The session covered 3 “big ideas” about how pediatric healthcare spending is different from that of adults. The first is the kids are “budget dust,” says Berman, noting that children make up 24% of the population in healthcare but 8% of the spending. The second is that spending is different. A lot less is spent on inpatient care and prescriptions, but much more in dental, emergency visits, and nursery care. Finally, Berman says that high-cost children require different spending than low-cost children. Primary care is typically low cost, but mental health services and services for children with special needs can result in much higher spending, she says.
To find out how much services cost, pediatricians should start with the Medicare fee schedule, Berman says.
“Even if you don’t take Medicare as a pediatrician, it’s helpful as a universal reference benchmark, plus many other government (Medicaid and the Children’s Health Insurance Program [CHIP]) as well as commercial fee schedules are based on a percentage of Medicare,” Berman says.
The Medicare fee schedule can be used to find out the relative cost of items. “For example, the AAP recommends that children with autism have a genetic evaluation. This can include fragile-X testing (especially for boys), a chromosome analysis/karyotype, and a microarray. If you know that the microarray costs over 10 times the cost of fragile-X testing, you might want to do fragile-X testing first,” Berman says. “You can even draw enough blood for all 3 tests, then have the lab run them in sequence from least expensive to most expensive before proceeding.”

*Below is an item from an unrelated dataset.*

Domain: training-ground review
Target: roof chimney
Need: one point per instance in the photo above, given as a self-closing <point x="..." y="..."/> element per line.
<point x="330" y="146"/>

Berman also discussed respiratory panel testing, noting the high cost of respiratory polymerase chain reaction (PCR) panels and how much each cost. “The trick is seeing what current procedural terminology (CPT) codes are involved in each panel, then cross-walking them to the price and adding up the total,” Berman says.
She also offered comparisons of computed tomography (CT) and magnetic resonance imaging (MRI) testing of the same body parts and discussed how outpatient facility fees can drive up the cost of care to the point of doubling or even tripling it. Berman says clinicians can find out what their local hospitals charge for outpatient facility fees, as well as how much they are actually paid. “Once you know what the total price will be, patients want to know what their out-of-pocket cost will be,” Berman says.
During the session, she used a real-time claim estimator to calculate the total allowable, as well as the estimated cost share for the professional fee, for an echocardiogram, a chlamydia urine test, and an appendectomy as examples.
Finally, Berman discussed drug pricing, the concept of “spread,” and how pharmacy benefit managers (PBMs) make their money in the United States. She highlighted several tips for lowering prescription drug options-pills over liquids, brand differences, and the high cost of combination drugs. Berman also pointed out that drug price is proportional to the number of doses dispensed, not necessarily the strength of the drug, and says that drug coupons from manufacturers end up driving up costs while direct-to-consumer coupons may actually help lower costs.
Although there are many things pediatricians can do to estimate cost, Berman offered the following as her biggest tips. Determine the top 10 items routinely ordered in your practice and what the approximate costs are. Use that data to create a “cheat sheet” for the practice. She also suggests identifying 3 medications that are routinely used and what less-costly substitutes could be offered without sacrificing therapeutic value.
“Many pediatricians are unaware of tools like published fee schedules and real time claims estimators that are used primarily by billing staff, but can be useful for clinicians as well,” Berman says.